Since the establishment of the State of Israel, Jewish nationalism has contributed a lot to humanity. I am not only referring to the disproportionate number of Nobel laureates, or the hi-tech innovation which has earned Israel the title of “Start-up Nation.”
Whenever there is a humanitarian crisis caused by natural disasters, Israel is the first to respond. Israel’s national army, whose goal is to defend the nation of Israel, sees its role as defending other nations in crisis.
It sees its role as doing good.
Israel is a unique symbol of a truly positive nationalism.
Zionism as a symbol of freedom While Jews yearned to go back to the Land of Israel for almost 2,000 years, their yearning never translated into political action. What happened in the late 19th century for Zionism to emerge as a political movement? With the rise of liberalism, the idea of freedom became central to the political discourse.

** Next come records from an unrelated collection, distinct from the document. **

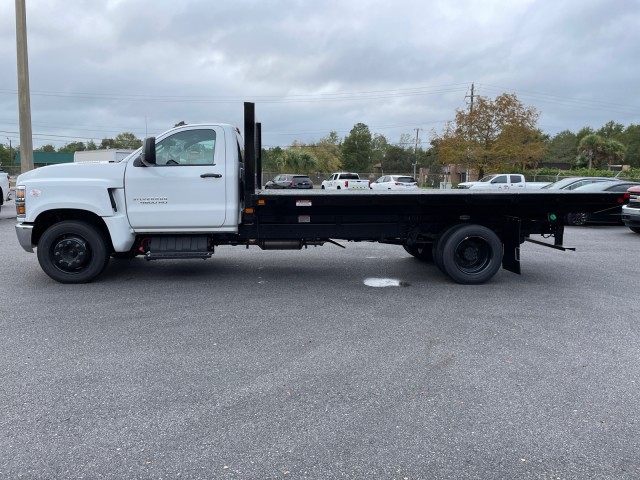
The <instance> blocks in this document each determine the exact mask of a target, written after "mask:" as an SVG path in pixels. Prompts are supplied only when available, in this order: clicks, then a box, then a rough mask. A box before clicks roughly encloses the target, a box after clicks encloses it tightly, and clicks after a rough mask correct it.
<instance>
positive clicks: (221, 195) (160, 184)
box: [125, 126, 227, 230]
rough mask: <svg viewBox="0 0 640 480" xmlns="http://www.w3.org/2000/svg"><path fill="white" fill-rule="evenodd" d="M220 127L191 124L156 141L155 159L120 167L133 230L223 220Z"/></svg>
mask: <svg viewBox="0 0 640 480" xmlns="http://www.w3.org/2000/svg"><path fill="white" fill-rule="evenodd" d="M225 153H226V152H225V141H224V130H223V129H222V128H219V127H213V126H207V127H204V126H203V127H202V128H198V127H190V128H189V129H185V130H180V131H177V132H175V133H173V134H170V135H169V136H167V137H164V138H160V139H159V140H158V142H157V143H156V164H155V165H151V166H145V165H143V164H142V163H141V162H140V160H139V158H138V159H136V160H135V161H131V162H130V163H129V165H127V169H126V171H125V196H126V201H127V214H128V216H129V223H130V224H131V226H132V227H133V228H134V229H138V230H154V229H161V230H181V229H199V228H211V227H220V226H222V225H223V224H224V223H225V216H226V202H227V188H226V182H225Z"/></svg>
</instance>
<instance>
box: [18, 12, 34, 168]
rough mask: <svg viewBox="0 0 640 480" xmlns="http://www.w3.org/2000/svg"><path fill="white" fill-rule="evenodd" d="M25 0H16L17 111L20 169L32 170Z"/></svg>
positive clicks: (28, 71)
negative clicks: (19, 123)
mask: <svg viewBox="0 0 640 480" xmlns="http://www.w3.org/2000/svg"><path fill="white" fill-rule="evenodd" d="M24 2H25V0H16V46H17V53H18V55H17V57H18V111H19V115H20V117H19V122H20V169H21V172H27V171H29V170H33V138H32V133H31V101H30V97H31V94H30V93H29V60H28V58H27V9H26V6H25V3H24Z"/></svg>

It is this political discourse which led Jews to also ask for freedom. First, they tried to do so through the “Jewish Enlightenment,” as part of the nation in which they resided. As all individuals were granted liberties, the Jews asked to receive those same rights.
Yet very quickly, it became clear that in order to get those rights, they would have to sacrifice their Jewishness: “Be a Jew inside your home, and a man on the street.”

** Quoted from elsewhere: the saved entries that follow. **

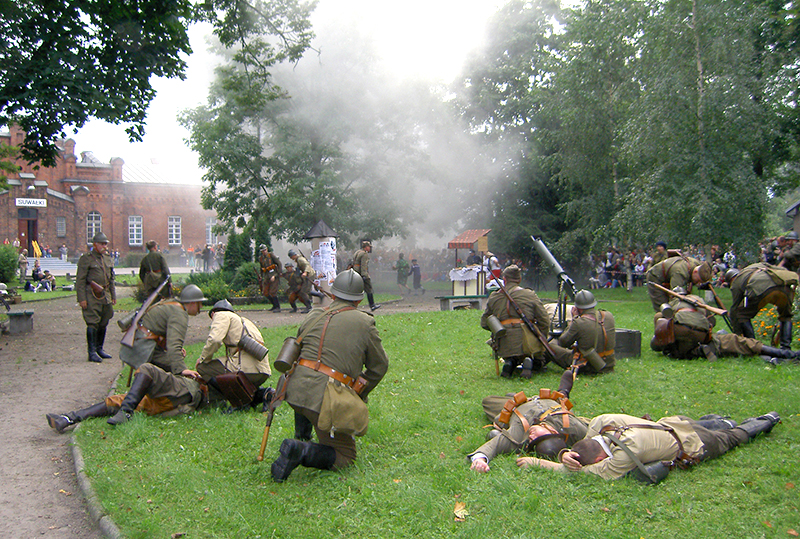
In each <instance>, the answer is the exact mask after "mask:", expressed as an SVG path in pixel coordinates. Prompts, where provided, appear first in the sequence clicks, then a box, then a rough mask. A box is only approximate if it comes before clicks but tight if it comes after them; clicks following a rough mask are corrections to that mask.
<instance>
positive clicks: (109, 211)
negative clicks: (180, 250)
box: [0, 126, 217, 258]
mask: <svg viewBox="0 0 800 539" xmlns="http://www.w3.org/2000/svg"><path fill="white" fill-rule="evenodd" d="M24 136H25V133H24V132H23V131H22V130H20V129H18V128H16V127H13V126H12V127H11V129H10V130H9V131H7V132H0V142H2V143H5V144H8V145H11V146H17V145H19V144H20V143H21V142H22V140H23V138H24ZM60 148H61V154H60V156H59V158H58V160H57V164H56V166H55V167H52V168H44V167H41V168H39V169H38V170H37V169H35V168H34V166H31V165H27V164H26V163H25V162H23V161H18V162H17V164H18V165H19V166H20V167H22V168H21V170H20V172H18V173H16V174H11V175H9V177H8V189H7V190H0V241H3V240H4V239H5V238H8V239H9V240H10V241H12V242H13V240H14V238H15V237H17V238H19V240H20V244H21V247H20V248H23V247H24V248H27V249H28V253H29V256H30V255H32V253H33V249H32V245H31V242H32V241H33V240H36V239H38V241H39V245H40V246H41V247H42V248H43V249H44V248H45V246H47V245H49V246H50V248H51V249H52V250H53V256H58V248H59V247H60V246H61V245H62V244H66V246H67V248H68V249H69V253H70V258H73V257H74V256H76V255H78V254H79V253H82V252H85V251H86V250H87V248H88V244H89V243H90V240H91V238H92V236H94V234H95V233H96V232H99V231H102V232H104V233H105V234H106V235H107V236H108V237H109V239H110V248H111V249H112V250H118V251H119V252H120V255H121V256H123V257H124V256H125V255H126V254H127V253H129V252H136V253H141V252H144V250H145V248H144V244H145V243H146V242H147V241H148V240H151V239H153V240H156V241H157V242H158V243H159V245H160V246H161V249H162V250H164V251H166V250H169V251H170V254H171V255H174V256H177V254H178V253H179V252H180V250H181V247H182V246H183V247H185V248H186V249H188V248H189V247H190V246H191V247H195V246H203V245H205V244H206V243H215V242H216V240H217V238H216V237H214V236H213V232H212V231H211V227H212V226H213V225H214V224H215V223H216V212H214V211H213V210H204V209H203V208H202V206H201V205H200V189H201V187H200V186H199V185H184V184H178V183H170V182H169V178H162V177H160V176H159V174H158V173H157V172H156V171H155V170H154V168H151V167H144V166H125V164H124V161H123V160H122V159H120V158H118V157H117V158H114V159H112V160H111V162H110V163H107V164H106V163H100V162H99V160H97V159H96V158H94V157H93V156H92V155H91V152H83V153H82V154H81V157H80V159H79V158H78V157H77V156H76V155H75V141H74V140H72V139H68V140H64V141H61V143H60ZM170 258H173V256H170Z"/></svg>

However, Judaism is not a religion like Christianity that can be confined to one’s home, but rather touches all aspects of one’s life – including national, historical and cultural identity. It is impossible to be fully Jewish while keeping one’s Jewishness “inside.”
The next step divided the Jewish people between those who considered complete assimilation, and those who understood Zionism was the answer.

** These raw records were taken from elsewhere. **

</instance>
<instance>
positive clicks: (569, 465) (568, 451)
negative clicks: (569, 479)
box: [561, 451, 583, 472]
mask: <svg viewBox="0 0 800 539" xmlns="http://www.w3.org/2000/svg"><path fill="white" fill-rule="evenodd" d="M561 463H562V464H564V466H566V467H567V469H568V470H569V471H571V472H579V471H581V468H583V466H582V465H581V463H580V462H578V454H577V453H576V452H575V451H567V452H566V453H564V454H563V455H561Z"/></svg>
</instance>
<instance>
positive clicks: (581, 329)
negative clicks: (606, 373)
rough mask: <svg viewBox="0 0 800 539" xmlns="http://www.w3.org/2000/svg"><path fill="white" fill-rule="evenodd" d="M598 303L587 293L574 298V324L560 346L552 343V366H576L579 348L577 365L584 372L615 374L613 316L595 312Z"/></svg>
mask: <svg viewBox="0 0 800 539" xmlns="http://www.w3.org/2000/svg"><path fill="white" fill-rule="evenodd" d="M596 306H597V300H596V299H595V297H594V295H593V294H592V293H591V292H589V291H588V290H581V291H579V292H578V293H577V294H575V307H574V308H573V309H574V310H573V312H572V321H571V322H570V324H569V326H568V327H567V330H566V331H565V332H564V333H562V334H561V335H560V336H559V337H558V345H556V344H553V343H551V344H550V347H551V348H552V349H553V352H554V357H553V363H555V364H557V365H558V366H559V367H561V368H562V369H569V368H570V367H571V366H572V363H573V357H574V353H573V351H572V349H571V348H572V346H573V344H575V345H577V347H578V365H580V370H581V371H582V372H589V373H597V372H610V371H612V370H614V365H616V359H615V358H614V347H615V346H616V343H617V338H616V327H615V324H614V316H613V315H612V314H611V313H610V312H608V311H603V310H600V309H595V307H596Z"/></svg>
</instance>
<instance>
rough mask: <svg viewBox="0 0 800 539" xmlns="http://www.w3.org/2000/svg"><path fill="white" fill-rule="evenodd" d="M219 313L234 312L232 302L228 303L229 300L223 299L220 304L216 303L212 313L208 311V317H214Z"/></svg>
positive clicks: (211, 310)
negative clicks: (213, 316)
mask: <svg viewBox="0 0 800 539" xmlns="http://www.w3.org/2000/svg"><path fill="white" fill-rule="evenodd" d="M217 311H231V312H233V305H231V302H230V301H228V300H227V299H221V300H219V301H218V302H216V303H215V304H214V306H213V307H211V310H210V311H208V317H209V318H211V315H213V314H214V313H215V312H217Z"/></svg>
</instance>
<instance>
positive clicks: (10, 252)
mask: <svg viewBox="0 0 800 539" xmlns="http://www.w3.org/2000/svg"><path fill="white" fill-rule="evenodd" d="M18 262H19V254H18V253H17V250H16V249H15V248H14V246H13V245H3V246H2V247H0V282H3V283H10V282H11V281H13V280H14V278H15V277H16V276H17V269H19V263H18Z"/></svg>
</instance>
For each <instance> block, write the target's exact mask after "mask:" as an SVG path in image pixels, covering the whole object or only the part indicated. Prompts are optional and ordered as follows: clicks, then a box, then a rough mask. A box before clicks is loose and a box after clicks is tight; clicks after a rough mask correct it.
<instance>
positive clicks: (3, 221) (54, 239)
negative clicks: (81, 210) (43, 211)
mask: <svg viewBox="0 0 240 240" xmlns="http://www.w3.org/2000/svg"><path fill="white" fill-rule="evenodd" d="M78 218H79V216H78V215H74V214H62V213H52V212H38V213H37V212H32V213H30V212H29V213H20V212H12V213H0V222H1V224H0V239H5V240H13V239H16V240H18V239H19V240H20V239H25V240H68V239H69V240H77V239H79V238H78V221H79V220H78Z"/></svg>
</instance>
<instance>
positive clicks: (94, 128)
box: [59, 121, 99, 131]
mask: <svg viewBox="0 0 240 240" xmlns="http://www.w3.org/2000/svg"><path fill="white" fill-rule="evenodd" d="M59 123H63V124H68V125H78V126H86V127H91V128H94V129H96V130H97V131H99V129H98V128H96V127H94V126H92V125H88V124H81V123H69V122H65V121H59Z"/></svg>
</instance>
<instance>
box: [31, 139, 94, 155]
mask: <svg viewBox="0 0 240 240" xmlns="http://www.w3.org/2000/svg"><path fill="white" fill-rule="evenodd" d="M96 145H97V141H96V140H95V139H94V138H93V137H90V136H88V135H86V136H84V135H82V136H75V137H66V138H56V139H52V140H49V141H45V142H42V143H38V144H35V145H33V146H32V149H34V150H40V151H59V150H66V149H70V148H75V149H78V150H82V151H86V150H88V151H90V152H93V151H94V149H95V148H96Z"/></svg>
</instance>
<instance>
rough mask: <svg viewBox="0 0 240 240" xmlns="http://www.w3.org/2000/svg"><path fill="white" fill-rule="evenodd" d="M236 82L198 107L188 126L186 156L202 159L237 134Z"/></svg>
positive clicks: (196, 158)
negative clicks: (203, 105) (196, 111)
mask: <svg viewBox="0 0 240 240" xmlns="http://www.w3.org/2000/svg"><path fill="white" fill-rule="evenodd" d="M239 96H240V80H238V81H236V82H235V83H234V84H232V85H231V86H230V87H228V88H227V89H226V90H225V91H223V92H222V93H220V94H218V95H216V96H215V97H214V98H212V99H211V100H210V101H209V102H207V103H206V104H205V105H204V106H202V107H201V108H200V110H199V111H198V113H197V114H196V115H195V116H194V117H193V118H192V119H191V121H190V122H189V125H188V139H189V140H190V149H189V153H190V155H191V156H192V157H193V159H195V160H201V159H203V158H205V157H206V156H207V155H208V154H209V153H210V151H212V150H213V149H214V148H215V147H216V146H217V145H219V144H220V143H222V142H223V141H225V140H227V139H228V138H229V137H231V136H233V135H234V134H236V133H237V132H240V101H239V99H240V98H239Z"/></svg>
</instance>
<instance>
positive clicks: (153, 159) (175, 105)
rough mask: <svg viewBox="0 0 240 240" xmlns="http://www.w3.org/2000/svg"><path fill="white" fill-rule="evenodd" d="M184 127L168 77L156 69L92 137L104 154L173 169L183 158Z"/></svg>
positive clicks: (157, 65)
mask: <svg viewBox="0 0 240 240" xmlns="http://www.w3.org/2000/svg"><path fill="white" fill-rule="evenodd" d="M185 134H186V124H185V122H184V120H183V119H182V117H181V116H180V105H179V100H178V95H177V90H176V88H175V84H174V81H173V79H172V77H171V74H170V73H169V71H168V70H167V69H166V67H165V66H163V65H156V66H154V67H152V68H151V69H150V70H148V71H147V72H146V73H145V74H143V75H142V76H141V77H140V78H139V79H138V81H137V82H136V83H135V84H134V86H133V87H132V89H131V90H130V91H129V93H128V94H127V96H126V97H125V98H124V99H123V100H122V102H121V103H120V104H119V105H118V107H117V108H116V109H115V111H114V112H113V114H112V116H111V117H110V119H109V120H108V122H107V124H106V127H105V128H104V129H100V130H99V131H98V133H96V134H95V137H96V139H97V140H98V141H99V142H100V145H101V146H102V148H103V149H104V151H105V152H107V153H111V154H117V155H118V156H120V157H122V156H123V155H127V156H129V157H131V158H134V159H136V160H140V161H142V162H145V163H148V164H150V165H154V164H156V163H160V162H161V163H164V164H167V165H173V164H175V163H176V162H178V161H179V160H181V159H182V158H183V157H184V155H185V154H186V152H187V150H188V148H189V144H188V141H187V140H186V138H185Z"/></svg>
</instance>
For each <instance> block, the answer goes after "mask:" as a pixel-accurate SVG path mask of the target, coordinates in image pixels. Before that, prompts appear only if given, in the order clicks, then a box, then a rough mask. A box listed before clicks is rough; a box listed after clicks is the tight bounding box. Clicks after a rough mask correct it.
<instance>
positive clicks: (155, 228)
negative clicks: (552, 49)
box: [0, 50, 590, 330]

If Jews could not get their freedom in Europe, maybe it had become time to go back to their historical homeland and get freedom there? National freedom for the Jewish people, who have been under foreign rule for thousands of years, would translate into the opportunity for individual freedom. Zionism was the movement for the freedom of the Jewish people.
Of course, Zionism is not only a symbol for the national freedom of the Jewish nation. It has also, over time, become a symbol for individual freedoms – in its ability to maximize the individual freedoms given to minorities, while not sacrificing the national identity as the nation-state of the Jewish people.
A lot of books have been written with theoretical academic analysis of the best ways to balance national identity and the rights of minorities. In most countries, those questions remain theoretical. In Israel, these questions are relevant every day. Israel has done a remarkable job of dealing with these complex issues.
Zionism as a symbol of democracy Israel is also, of course, a democracy. Israel is the only stable democracy in the Middle East.
Looking at a map, Israel is geographically located on the front line of a battle between civilizations: those who embrace democracy, and those who do not.
This frontline is not only geographic, as Israel’s enemies who attack it today do not hide the fact that their enemy is the Western democratic world as a whole. Israel just happens to be the easiest target right now.
Democracy is more than simply a type of regime.
Democracy is a way to ensure that citizens participate in the system of government. The nation is not subservient to a ruler, but rather the ruler is subservient to the nation.
Almost no democracy has been able to stay as stable as Israel has been from its establishment. In America, when democracy was established, it was very limited, since it only represented the will of white males. In France, democracy did not survive very long, until Napoleon came along as a dictator.
There were many reasons to think that Israel would also fail in establishing a stable democracy. Most of its citizens came from non-democratic countries (both eastern European and Arab countries). They did not have a democratic culture.
Also, war is a time in which even the most democratic countries temporarily put democratic principles on hold (look at the US in World War II). Israel has been in a state of constant war since its establishment, and yet democracy has survived – even as the deep divisions in Israeli society could also fuel non-democratic behavior.
Zionism’s astounding success in building a stable democracy makes it a symbol for democracy, not only in the Middle East, but all around the world.
What do you oppose when opposing Zionism? There are many more values for which Zionism serves as an ambassador. However, these small examples can help give a clear message: Those who support the BDS movement and oppose Zionism should know that when opposing Zionism, they are in fact opposing the principles of justice, freedom and democracy.
Their fight against Israel’s right to exist is a fight for a world without these great values.
Those of us who believe in these values should join together and defend Israel against this new strategic threat.